He is a brilliant writer but sometimes hard to read. I read Mercy Among the Children overnight while sitting in an emergency ward with my mother, she slept, I read - if I'd had anything else to read I might have given up in despair - the characters of this novel live such desperate lives - tough stuff to read. Very definitely worth it in the end, but the reading is sometimes a challenge in spite of the mastery of the writing itself.

So, forewarned is forearmed - or some such saying. I had the pleasure of hearing David Adams Richards read from his new book, Friends of Meager Fortune, at Harbourfront a few months ago. Listening to him talk, and read a few passages convinced me to read this new book.

It is set once again in New Brunswick, around the time of the Second World War and it is the lives of the lumbermen and their families who are brought to life in this novel.

There are the lumber barons and there are the men who work in the woods.

The Jameson family lives in both these worlds, they are major contenders in the lumber business but the men of this family work with the lumbermen unlike their rivals.

This is a very hard world, the poverty of the men and their families - the very physically hard, dangerous life of the men in the lumber camps, the illiteracy and the loneliness - numbingly brutal work for the men and the horses that pull the sleds.

Yet there is also passion and friendship, they are comrades in their isolation all winter long. The history of the lumber industry is fascinating - we know it here from our own local history.

Lived the same way

The men in this region must have lived very much as the men in this novel do.

It is the Jameson family and their sons, Will and Owen, who are the centre of the story. Will takes over the company when his father dies young; he is a born lumberman until he too dies as a young man. It is then up to Owen, on his return from the war decorated for bravery, to take over the business.

Unlike his father and brother, Owen is not a natural lumberman. Owen is literate, sensitive, and not at all suited to this work. It was prophesized at the time of his birth that Owen would be the downfall of the family, and the business.

Woven into all of this is a love story, of Owen and his friend Reggie, and the girls who love them, Camellia and Lula. It is love that causes all the problems - the misunderstood love of friends and of parents for children. Rumours spread and grow and innocent people begin to behave as if they do indeed have something to hide.

Rumour victim

It is Owen who is one of the victims of the rumour. Once he was viewed with pride by the townsfolk, but now “their assumption allowed their adulation, adulation allowed envy, envy spite, spite misery, misery accusation, and accusation guilt”. While the rumour of an illicit love affair ignites passions in the town, the lumbermen are isolated on Good Friday Mountain.

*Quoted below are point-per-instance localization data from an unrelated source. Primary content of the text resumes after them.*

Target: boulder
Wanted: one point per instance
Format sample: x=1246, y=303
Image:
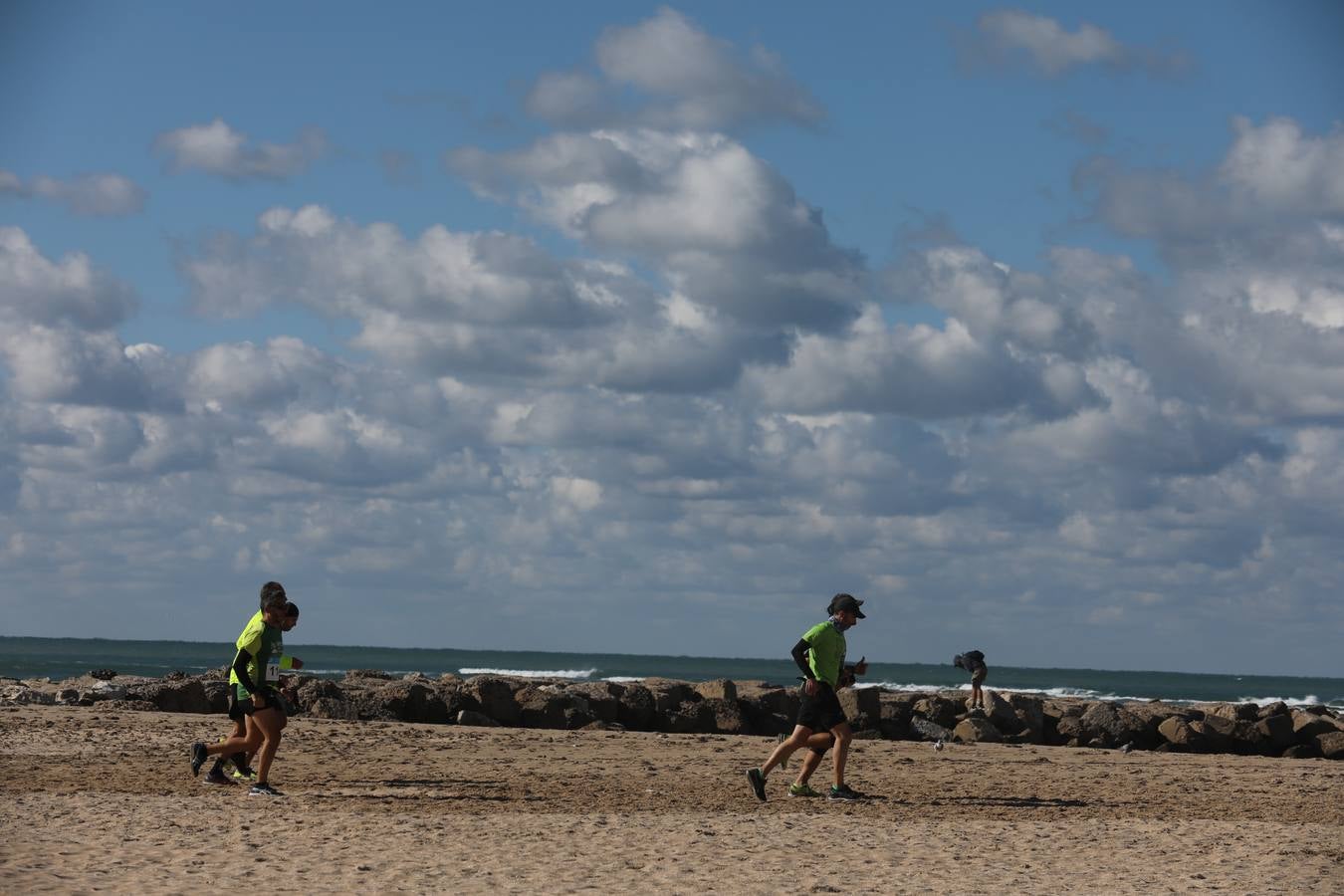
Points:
x=1178, y=733
x=862, y=706
x=171, y=696
x=1331, y=745
x=728, y=716
x=413, y=700
x=603, y=697
x=1301, y=751
x=495, y=696
x=479, y=719
x=894, y=715
x=636, y=710
x=368, y=673
x=330, y=708
x=1278, y=731
x=1277, y=708
x=1233, y=711
x=978, y=730
x=669, y=695
x=940, y=711
x=718, y=689
x=925, y=730
x=1306, y=726
x=552, y=707
x=691, y=718
x=1112, y=726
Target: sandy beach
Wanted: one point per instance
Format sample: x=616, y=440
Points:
x=103, y=799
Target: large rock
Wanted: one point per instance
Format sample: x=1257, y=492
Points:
x=185, y=695
x=1109, y=724
x=978, y=730
x=603, y=697
x=728, y=716
x=1178, y=733
x=495, y=696
x=413, y=700
x=718, y=689
x=1331, y=745
x=1278, y=731
x=552, y=707
x=669, y=695
x=1306, y=726
x=925, y=730
x=690, y=718
x=862, y=706
x=636, y=710
x=940, y=711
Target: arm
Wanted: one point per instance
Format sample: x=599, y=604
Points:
x=241, y=670
x=799, y=656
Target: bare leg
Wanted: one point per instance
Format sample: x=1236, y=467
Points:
x=795, y=741
x=843, y=737
x=271, y=722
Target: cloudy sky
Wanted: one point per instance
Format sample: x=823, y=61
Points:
x=647, y=328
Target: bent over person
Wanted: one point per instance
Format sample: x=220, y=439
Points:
x=254, y=676
x=821, y=722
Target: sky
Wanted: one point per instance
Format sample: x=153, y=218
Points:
x=636, y=328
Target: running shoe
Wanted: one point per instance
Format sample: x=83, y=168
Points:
x=218, y=777
x=198, y=757
x=757, y=782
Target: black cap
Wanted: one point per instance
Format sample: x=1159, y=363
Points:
x=847, y=602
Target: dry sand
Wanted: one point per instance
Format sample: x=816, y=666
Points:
x=103, y=799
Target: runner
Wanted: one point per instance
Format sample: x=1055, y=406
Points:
x=821, y=722
x=254, y=673
x=242, y=761
x=974, y=661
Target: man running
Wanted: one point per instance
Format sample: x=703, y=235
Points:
x=242, y=762
x=256, y=672
x=821, y=720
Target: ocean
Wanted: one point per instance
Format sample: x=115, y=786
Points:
x=68, y=657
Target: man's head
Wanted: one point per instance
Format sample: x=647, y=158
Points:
x=273, y=592
x=845, y=606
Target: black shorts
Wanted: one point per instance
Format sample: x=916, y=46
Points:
x=239, y=708
x=821, y=711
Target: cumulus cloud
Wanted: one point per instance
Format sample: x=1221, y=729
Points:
x=218, y=149
x=683, y=77
x=99, y=195
x=1013, y=37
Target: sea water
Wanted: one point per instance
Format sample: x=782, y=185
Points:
x=69, y=657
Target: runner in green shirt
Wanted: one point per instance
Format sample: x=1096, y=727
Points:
x=821, y=722
x=256, y=672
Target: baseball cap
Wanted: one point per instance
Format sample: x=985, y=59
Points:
x=847, y=602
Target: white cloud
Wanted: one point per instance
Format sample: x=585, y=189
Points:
x=99, y=195
x=1007, y=37
x=683, y=78
x=218, y=149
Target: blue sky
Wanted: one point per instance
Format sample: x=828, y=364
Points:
x=647, y=328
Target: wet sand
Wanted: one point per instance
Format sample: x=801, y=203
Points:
x=103, y=799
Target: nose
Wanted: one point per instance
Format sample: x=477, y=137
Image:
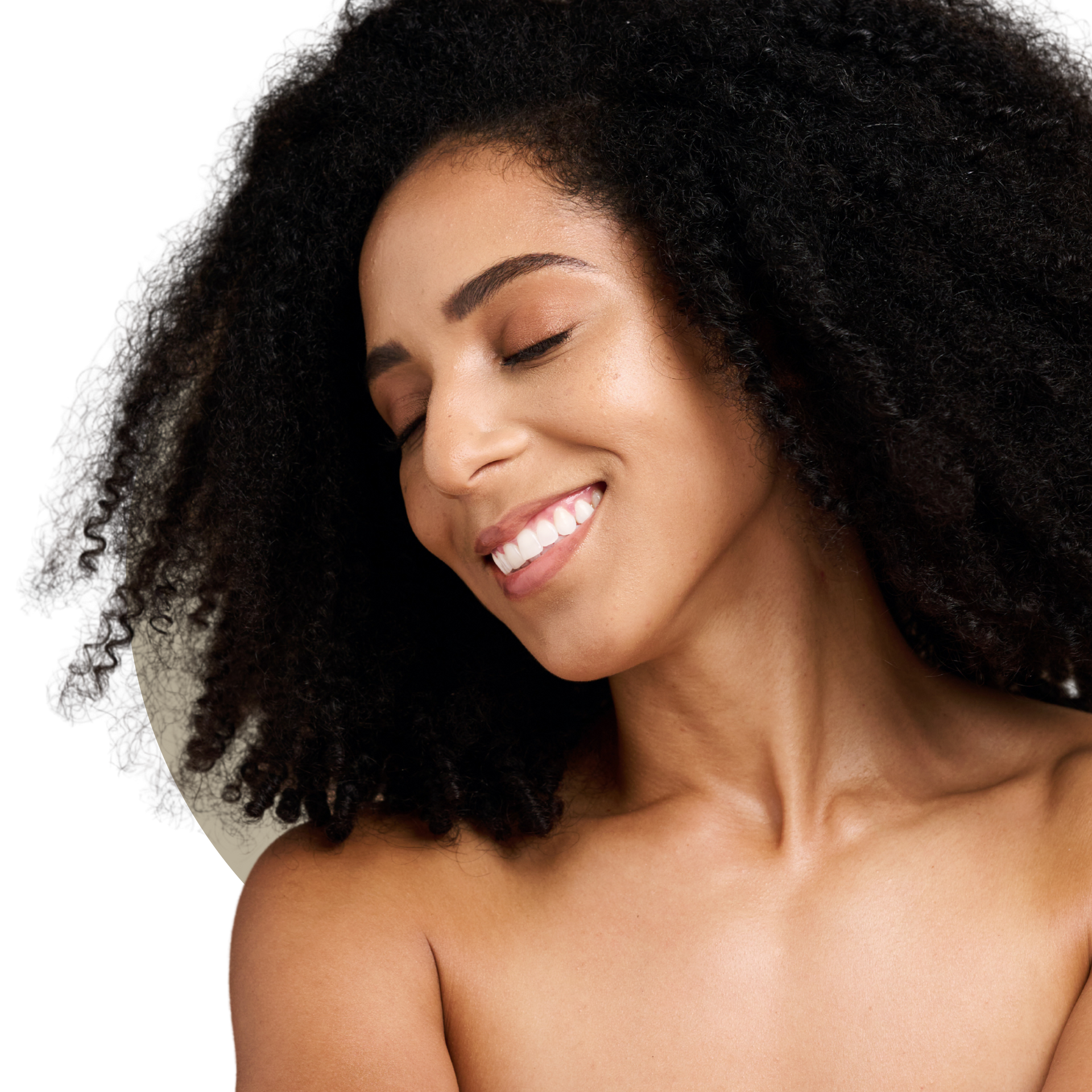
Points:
x=466, y=432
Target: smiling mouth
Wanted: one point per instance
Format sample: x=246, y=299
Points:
x=556, y=521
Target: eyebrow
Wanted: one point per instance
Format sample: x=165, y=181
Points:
x=468, y=299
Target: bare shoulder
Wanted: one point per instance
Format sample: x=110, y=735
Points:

They are cutting the trees and moving them down the dangerous mountain slide to be ready for the spring floods that will deliver the trees to the mill. It is the coldest winter in memory, the tress are considered to be superior to any cut before, and the men are living more dangerously than ever to make this harvest successful.

There is some deceit in the camp and it threatens to destroy all of the hard work of this long winter. It is in the camp that we come to know Meager Fortune, a small man with a big heart. He loves the men and tries to save them where he can - he is willing to believe the better of each one of them - and when he is forced to see a traitor for who he is, he still tries to save him.

The suspense mounts as the last loads of the season are coming off Good Friday Mountain and the scandal in the town comes to a crisis - the narrator is finally revealed and the future of all the characters comes to an end. I will admit that I found the first half a little slow - a lot of lumbering history - but it was well worth it. A very satisfying novel from a first class writer.